ABCD made the decision late Friday that if a government shutdown did occur, the federally funded agency and its neighborhood sites like APAC would remain open to help the low-income local families.
“If a government shutdown occurred, we would continue to keep our programs open for as long as possible,” said ABCD President and CEO John J. Drew. “This represents a risk but the needs of the people we serve are too important to do otherwise.”
Drew added that ABCD and APAC would also continue to advocate for a federal budget that reflects the needs of those who have the least.
“We have launched a major fundraising campaign.

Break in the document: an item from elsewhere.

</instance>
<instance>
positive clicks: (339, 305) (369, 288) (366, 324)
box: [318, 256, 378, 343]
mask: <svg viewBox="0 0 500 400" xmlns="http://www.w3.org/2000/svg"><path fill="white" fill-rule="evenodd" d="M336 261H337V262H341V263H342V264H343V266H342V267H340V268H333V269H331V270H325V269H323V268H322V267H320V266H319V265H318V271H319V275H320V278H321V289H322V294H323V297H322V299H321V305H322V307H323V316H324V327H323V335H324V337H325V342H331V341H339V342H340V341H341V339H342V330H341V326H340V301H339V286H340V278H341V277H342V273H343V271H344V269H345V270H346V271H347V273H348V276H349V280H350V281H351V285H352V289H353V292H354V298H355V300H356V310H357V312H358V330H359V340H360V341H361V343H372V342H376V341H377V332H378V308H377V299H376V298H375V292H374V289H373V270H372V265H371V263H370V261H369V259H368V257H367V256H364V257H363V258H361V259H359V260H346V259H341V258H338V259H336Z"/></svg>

The ABCD Neighborhood Fund to help sustain and enhance services for our neighbors in need like East Boston,” said Drew “We are looking for people to join with us in fighting for a fair and humane budget. I ask for residents to stand with us by supporting the ABCD Neighborhood Fund. Together, we can sustain and strengthen the resources that our most vulnerable neighbors depend on.”
Back in February, just two months after extending a tax cut for the wealthy, President Barack Obama slashed Community Service Block Grants (CSBG) — a key source of federal funding that is used to help low-income families in East Boston–by 50 percent.
The cut left APAC and ABCD wondering about the future. APAC, whose office is responsible for running Fuel Assistance, Earned Income Tax Credit, Summer Works and Head Start programs, now has to take the cuts one day at a time and hope for the best.
“We are currently on day-to-day work notice based on funding,” said APAC Director Amy Lima, meaning employees now come to work and either stay or are sent home based on funding. “It’s really scary but right now we have to tighten out belts and try our best to reserve money for the future so we can continue our work in the community.”
While the cuts loom over the APAC office, the group of dedicated social workers is trucking along even in the face of cuts and the recent talk of a government shutdown.
“It is still business as usual, so we are starting our outreach for Summer Works and kids now have the opportunity to apply on line,” said Lima. “Fuel Assistance is still going strong and the Earned Income Tax Credit program is also in full swing.”
But with so many programs funded by CSBG, Lima fears APAC may face extinction.
“Fuel Assistance, Head Start and the other programs that we do are all looking at a 50 percent reduction,” said Lima. “Everyone is going to feel the effects of these cuts.”
Last year APAC and ABCD reached over 94,700 low-income households in East Boston and across Boston with desperately needed basic services and with the tools to build increased self-sufficiency.
“We will continue to be there for children, youth, working families and elders,” said Drew.